Construction students are building for the future


RUMFORD — Quite literally, that’s what Region 9 students do in the building construction program – build for the future. They begin by building a small shed and finish their second year with a much more complex project. In the meantime, they learn lessons in safety and teamwork. They end up with skills for further education or for a wide variety of careers.

Senior Robert Babb of Peru chose the program because, “I always loved seeing something start from nothing and turning into something great.”

“I am very interested in building and would like to become an architect,” said Telstar senior Alex Gaudreau from Greenwood.

First-year student Jason Baldinelli, a junior from Dirigo High School, also has an eye to the future. “I chose building construction because I wanted to learn how to build and hopefully get into a two-year building construction class at Central Maine Community College.”

Instructor Lloyd Williams hopes to provide experiences that will allow his students a wide variety of career choices, including further education in the trades, related fields and even business.

Williams said, “When I started teaching 28 years ago, most schools that were doing building construction focused on residential carpentry. As the industry became more complex, schools needed to meet national standards. Region 9 chose NCCER – National Center for Construction Education Research, which is sponsored by a large national group of construction workers and builders.


“Part of the NCCER curriculum starts with core curriculum lessons,” Williams continued. “If a student wants to go carpentry, electrical, pipefitting or other trade, he or she must do the core first. We also do a 10-hour OSHA [Occupational Safety and Health Administration] program.

“Using this curriculum, students earn certification that is recognized in the construction industry and can earn credits at most community colleges,” Williams said.

Matthew Baptiste, a junior at Mountain Valley High School, said, “My favorite thing is we do hands-on work and spend less time in the classroom.”

Dirigo junior Trent Crosby agrees, “It is hands-on and the teacher helps out a lot.”

“I like how they treat you like an adult in the program,” said William Laurinaitis, a junior at MVHS.

Each student hopes to get something from the program beyond the credits for high school graduation.

For Dylan Lord, the hope is to earn certifications for building “or any certification I can get through the program.” Lord is a first-year student and a junior at Dirigo.

“I hope that I get a lot out of [the program] so I could have a job like this later on in life,” said William Lyman, a junior from Woodstock.

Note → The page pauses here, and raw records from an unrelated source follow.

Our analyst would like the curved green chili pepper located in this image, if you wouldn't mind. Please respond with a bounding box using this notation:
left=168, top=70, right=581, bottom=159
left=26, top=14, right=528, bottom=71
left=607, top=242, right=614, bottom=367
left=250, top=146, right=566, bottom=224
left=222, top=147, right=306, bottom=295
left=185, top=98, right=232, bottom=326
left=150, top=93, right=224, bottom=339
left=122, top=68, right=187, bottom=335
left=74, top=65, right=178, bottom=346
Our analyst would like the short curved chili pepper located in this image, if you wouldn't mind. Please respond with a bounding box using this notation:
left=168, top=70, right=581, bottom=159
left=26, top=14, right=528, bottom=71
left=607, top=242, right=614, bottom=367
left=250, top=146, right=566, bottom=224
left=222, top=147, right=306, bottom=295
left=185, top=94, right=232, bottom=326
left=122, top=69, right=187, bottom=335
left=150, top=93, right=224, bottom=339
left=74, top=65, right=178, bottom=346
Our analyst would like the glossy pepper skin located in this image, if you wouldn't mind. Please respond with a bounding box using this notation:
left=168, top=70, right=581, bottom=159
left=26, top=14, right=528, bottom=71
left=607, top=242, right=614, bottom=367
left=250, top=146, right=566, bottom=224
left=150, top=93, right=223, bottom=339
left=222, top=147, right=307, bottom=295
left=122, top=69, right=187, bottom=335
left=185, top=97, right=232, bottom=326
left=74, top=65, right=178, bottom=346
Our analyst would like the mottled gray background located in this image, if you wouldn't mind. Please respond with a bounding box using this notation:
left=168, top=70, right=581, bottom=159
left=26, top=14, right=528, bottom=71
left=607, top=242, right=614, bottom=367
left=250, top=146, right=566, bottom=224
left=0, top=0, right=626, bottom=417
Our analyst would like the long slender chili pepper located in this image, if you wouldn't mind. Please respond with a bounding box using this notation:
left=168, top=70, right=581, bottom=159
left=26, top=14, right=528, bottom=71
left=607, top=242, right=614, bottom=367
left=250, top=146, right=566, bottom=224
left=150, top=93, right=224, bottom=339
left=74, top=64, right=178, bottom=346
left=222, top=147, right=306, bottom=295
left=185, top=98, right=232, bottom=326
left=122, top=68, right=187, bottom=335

The first-year students build a shed that has all the characteristics of a residential house on a small scale – framing, roofing, siding and window and door installation. Those sheds are for sale to the public for 15 percent above the cost of materials, roughly $1900.

“In the past, we built houses for Community Concepts,” Williams said. “Now I look for other ‘live work’ projects that would not take work away from local contractors. Right now, we’re constructing a showcase building on Route 2 near the school.”

Williams continued, “First-year students do some of the basic tasks at the site. Second-year students do some of the more advanced work.”

The best testimony for what students learn, however, is in their recommendations of the program for fellow students.

Gaudreau said that he would recommend building construction, “It is very good and you will learn a lot.”